Rate payers really satisfied?

So Dave Cull tells us his Council has no mandate to promote economic growth. The current and previous Councils have effectively squandered the now $650 million in consolidated debt, up from $20 million in 2009. The 10 year plan Mayor Cull and his Council came up with obviously isn't a priority any longer. Wasn't the Stadium supposed to be part of Dunedins economic growth? The Chinese Gardens, the $42 million upgrade of the Settlers Museum, the $1 million to put a train in a glass case. How about the Town Hall upgrade and the about to be constructed cycleways? Are these not Council decisions based on plans for economic growth? I guess this survey means all is well in Dunedin and the daily business closures and dozens of empty shops are the responsibility of Central Government. What exactly are you responsible for Mr Cull? It seems you think the debt laden mess we rate payers find ourselves in is the National Governments fault. I'm not sure that is going to wash but good try anyway.

Dear Dave


"Mayor Dave Cull said it was ironic the community rated economic development, jobs and businesses so highly given changes to local Government meant councils no longer had a mandate to work in that area."

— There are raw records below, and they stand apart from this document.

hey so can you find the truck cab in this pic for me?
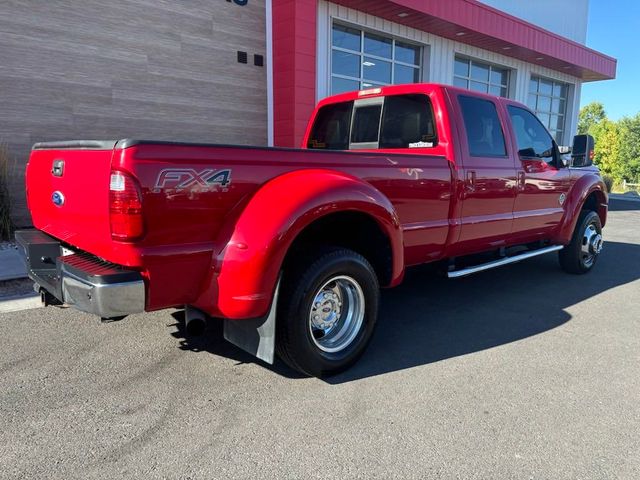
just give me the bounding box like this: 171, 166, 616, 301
304, 84, 605, 258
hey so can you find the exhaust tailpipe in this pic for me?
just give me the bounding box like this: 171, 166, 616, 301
185, 306, 207, 336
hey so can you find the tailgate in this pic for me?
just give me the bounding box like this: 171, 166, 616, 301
26, 141, 116, 254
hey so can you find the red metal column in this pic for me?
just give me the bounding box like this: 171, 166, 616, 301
272, 0, 318, 147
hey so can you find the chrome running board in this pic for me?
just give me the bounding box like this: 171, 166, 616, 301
447, 245, 564, 278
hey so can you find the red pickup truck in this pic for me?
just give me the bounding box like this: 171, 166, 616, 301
17, 83, 607, 377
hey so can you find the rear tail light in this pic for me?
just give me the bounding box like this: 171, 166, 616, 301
109, 170, 144, 241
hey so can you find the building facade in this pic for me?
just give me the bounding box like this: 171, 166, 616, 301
1, 0, 269, 225
1, 0, 615, 225
273, 0, 615, 147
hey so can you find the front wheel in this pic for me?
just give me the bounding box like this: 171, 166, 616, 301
276, 247, 379, 377
559, 210, 603, 274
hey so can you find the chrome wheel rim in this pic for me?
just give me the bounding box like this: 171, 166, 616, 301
581, 223, 603, 268
308, 275, 365, 353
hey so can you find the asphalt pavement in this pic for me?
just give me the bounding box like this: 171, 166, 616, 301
1, 200, 639, 479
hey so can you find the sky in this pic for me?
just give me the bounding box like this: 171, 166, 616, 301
580, 0, 640, 120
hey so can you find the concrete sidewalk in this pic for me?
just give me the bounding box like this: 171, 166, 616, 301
0, 246, 27, 281
0, 292, 40, 314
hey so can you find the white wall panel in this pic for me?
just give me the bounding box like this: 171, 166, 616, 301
478, 0, 589, 44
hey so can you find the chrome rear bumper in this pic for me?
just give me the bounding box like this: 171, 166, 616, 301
15, 230, 145, 319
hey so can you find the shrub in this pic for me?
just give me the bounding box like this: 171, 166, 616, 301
0, 143, 15, 241
602, 175, 614, 193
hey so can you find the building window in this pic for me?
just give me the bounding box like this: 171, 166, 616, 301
453, 56, 510, 98
527, 75, 568, 143
331, 23, 423, 95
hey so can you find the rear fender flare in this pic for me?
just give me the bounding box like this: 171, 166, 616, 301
207, 169, 403, 319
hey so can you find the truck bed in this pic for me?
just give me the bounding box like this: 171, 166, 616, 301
27, 139, 454, 313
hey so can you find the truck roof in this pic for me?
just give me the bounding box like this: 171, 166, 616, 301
316, 82, 522, 109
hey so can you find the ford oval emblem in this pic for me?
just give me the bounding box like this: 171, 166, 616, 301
559, 193, 567, 206
52, 191, 65, 207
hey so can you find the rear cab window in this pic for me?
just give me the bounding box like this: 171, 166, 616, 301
350, 100, 383, 148
307, 94, 438, 150
307, 101, 353, 150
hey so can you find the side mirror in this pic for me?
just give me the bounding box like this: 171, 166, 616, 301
571, 134, 595, 167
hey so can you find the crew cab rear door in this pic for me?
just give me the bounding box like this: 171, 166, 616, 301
450, 92, 518, 254
306, 90, 454, 265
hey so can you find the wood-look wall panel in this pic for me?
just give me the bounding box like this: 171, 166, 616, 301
71, 99, 263, 127
110, 75, 266, 107
0, 0, 267, 226
70, 115, 267, 140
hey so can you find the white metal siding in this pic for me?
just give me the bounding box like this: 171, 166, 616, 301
318, 1, 583, 141
478, 0, 589, 44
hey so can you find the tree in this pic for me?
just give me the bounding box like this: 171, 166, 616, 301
590, 119, 622, 180
618, 114, 640, 182
578, 102, 606, 135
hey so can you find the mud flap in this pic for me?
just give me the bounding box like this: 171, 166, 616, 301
223, 281, 279, 365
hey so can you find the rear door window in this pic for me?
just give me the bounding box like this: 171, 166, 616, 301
458, 95, 507, 157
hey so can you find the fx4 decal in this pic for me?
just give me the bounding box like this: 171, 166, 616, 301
154, 168, 232, 191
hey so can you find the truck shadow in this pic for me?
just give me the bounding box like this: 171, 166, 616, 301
169, 238, 639, 383
609, 199, 640, 211
326, 238, 639, 384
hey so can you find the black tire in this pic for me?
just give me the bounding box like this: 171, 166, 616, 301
558, 210, 603, 274
276, 247, 379, 377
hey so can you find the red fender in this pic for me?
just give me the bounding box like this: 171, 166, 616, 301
193, 169, 403, 319
554, 172, 608, 245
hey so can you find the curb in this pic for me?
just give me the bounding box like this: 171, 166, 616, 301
0, 293, 41, 314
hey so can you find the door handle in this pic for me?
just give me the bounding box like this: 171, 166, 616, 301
466, 171, 476, 192
517, 171, 526, 190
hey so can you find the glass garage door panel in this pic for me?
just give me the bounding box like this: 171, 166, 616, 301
529, 75, 570, 143
330, 23, 423, 95
453, 56, 510, 98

I don't find that surprising given most residents probably aren't aware of this mandate change by central government. And with all the economic development rhetoric from the DCC, Otago Chamber of Commerce and the like it is not unreasonable to believe that the DCC still is a major player.

So if the DCC has no manadate in this area can Dave Cull please explain the '$10,000, 10,000 jobs, 10 year' policy? And can the Otago Chamber of Commerce please stop asking for 'handouts' from the DCC?